Les maires des Vosges en ont marre.

par LES VOIVRES 88240  -  4 Juillet 2015, 05:06  -  #MAIRIE

Les maires des Vosges en ont marre.

De : Marey MAIRIE

Madame, Monsieur,

Je vous prie de trouver en pièce jointe la photo de la pancarte du village crêpée de noir.

Cordialement

Photo, Le Petit Journal du Girmont

Photo, Le Petit Journal du Girmont

Le maire contre le projet de loi NOTRE

Par Simone Manens, jeudi 25 juin 2015 à 12:19 :: Infos municipales, et intercommunales :: #3417 :: rss

Le projet de loi sera examiné par les parlementaires en séance publique les 29 et 30 juin prochains.

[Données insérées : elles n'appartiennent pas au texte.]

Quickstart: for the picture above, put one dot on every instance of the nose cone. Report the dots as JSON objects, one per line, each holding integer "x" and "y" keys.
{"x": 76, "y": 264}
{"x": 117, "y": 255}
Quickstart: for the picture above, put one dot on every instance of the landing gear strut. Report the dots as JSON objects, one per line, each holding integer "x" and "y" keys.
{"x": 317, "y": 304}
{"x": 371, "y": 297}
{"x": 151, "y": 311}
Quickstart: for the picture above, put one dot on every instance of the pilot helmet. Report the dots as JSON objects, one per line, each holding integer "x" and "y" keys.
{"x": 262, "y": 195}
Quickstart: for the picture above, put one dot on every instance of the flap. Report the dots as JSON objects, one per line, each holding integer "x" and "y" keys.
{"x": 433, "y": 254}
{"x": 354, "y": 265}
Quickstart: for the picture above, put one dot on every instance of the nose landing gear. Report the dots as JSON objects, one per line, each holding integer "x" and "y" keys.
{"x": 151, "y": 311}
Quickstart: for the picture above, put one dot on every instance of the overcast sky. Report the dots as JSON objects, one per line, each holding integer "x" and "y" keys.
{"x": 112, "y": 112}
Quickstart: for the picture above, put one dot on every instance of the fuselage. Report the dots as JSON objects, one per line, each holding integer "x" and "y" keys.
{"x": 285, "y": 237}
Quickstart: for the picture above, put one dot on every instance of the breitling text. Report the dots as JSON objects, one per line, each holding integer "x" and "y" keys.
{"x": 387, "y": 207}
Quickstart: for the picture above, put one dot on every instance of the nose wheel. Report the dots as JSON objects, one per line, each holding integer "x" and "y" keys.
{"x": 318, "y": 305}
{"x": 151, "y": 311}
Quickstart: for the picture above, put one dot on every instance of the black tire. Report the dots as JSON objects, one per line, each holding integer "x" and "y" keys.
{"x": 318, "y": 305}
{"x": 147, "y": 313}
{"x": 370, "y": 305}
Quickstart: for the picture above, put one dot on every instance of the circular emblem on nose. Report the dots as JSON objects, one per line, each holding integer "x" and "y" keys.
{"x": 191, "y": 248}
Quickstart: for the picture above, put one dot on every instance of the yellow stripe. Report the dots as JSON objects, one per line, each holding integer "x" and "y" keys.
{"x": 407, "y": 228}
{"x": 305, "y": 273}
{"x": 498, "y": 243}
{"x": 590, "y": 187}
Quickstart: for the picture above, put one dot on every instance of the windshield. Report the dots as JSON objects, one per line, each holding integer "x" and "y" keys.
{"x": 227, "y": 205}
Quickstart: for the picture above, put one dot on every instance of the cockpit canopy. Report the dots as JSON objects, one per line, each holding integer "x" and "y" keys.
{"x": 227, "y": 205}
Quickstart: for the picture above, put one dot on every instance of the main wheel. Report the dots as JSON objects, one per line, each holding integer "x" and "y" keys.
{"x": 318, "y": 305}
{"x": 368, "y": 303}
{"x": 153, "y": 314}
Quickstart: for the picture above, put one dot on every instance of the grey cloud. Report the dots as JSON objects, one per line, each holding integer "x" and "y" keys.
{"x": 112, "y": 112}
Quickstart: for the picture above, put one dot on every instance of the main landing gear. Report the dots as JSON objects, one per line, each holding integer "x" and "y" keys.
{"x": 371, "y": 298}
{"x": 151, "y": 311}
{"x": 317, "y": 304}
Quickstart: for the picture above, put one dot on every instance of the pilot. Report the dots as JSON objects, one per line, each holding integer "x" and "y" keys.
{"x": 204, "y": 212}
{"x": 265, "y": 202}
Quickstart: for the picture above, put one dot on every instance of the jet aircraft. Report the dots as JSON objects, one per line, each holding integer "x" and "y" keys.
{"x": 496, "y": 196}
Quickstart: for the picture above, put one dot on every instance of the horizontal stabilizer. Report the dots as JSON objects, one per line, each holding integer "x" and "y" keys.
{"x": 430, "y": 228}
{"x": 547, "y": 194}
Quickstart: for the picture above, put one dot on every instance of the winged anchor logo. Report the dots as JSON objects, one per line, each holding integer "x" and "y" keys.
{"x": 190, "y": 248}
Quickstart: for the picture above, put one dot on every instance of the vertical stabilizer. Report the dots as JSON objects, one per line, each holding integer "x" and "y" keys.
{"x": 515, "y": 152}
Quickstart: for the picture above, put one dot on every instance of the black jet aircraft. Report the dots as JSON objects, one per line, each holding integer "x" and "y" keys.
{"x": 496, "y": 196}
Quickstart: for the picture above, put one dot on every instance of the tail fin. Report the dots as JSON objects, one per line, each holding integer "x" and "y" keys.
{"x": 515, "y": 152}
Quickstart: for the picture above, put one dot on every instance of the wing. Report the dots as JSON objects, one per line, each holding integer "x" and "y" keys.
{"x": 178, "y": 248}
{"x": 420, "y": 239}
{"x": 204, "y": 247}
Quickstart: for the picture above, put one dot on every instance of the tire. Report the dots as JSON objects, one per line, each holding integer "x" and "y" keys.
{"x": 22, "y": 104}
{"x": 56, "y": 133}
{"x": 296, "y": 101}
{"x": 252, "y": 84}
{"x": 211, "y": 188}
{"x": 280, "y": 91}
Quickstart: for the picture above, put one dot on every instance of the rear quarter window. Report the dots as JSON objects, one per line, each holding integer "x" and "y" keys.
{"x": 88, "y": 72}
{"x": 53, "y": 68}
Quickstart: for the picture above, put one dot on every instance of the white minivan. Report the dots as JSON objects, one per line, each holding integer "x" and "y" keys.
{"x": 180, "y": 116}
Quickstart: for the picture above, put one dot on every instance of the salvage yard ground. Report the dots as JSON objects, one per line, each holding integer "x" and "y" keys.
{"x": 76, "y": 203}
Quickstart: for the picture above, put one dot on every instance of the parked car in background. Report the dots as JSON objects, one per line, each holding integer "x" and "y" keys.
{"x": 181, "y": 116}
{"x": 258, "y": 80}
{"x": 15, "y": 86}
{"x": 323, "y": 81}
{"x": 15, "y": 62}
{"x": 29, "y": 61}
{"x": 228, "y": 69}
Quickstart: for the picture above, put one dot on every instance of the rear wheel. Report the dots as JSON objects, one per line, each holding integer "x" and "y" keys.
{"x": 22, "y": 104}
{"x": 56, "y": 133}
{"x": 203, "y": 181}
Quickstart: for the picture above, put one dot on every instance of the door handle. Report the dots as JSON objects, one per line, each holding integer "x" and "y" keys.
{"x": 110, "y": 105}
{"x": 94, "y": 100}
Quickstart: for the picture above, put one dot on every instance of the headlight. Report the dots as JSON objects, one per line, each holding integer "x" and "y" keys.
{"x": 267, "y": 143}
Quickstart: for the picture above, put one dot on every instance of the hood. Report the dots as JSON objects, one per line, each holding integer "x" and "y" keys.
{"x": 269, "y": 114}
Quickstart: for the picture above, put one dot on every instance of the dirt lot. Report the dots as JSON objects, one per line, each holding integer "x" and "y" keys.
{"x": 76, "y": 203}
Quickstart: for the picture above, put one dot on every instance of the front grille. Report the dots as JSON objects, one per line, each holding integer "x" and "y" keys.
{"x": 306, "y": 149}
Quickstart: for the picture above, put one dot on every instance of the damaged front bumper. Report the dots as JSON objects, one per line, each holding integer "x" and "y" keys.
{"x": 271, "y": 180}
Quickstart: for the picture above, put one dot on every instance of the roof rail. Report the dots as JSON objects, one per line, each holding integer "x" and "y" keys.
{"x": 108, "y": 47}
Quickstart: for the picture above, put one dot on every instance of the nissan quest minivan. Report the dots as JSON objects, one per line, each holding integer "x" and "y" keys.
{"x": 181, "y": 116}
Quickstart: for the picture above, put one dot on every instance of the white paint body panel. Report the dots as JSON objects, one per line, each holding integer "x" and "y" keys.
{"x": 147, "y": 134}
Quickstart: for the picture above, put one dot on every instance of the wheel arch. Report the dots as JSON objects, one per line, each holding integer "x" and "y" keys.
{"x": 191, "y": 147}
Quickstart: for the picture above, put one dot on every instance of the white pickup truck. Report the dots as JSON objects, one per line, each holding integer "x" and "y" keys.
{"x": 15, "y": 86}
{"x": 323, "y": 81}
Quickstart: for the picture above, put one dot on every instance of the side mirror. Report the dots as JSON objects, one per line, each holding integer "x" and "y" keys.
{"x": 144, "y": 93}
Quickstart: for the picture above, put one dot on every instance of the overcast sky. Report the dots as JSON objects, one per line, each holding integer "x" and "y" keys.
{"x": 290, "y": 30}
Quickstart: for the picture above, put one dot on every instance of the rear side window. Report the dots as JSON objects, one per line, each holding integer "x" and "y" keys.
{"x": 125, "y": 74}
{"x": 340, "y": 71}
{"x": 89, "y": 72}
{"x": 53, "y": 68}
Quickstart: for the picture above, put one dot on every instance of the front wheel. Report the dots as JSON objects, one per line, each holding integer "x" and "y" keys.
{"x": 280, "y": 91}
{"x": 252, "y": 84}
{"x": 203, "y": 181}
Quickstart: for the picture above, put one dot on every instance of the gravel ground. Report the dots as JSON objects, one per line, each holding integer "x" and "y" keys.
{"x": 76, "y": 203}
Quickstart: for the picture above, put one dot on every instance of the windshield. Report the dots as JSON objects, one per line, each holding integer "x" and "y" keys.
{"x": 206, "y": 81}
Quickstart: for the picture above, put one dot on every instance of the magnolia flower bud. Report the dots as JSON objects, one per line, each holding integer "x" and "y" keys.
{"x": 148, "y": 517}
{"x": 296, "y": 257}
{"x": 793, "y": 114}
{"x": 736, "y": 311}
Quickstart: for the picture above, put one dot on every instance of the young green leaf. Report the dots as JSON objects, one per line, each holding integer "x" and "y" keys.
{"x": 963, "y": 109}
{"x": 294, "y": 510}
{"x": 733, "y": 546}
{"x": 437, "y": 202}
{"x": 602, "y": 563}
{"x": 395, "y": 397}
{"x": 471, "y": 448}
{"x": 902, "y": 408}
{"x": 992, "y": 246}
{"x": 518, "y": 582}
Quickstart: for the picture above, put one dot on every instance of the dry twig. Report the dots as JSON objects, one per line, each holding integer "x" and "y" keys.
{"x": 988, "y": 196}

Les débats liés à ce projet de loi concernant la Nouvelle Organisation Territoriale de la République (NOTRE) inquiètent fortement les élus et plus particulièrement le maire Jean Marie Manens, qui a traduit son hostilité à ce projet en apposant un crêpe noir aux panneaux signalétiques d'entrée au Village.

Les dotations de l'état sont de plus en plus faibles, l'heure est aux économies certes, c'est ce que les maires font déjà depuis de nombreuses années, alors qu'ils réalisent les 2/3 de l'investissement public.

Les maires refusent que les communes et intercommunalités supportent ces restrictions budgétaires de façon injuste et disproportionnée, que leurs concitoyens, déjà en proie à bien des difficultés ne voient leur situation s'aggraver, ils demandent avec force, aux députés et au gouvernement d'écouter leurs revendications de bons sens, de leur faire confiance.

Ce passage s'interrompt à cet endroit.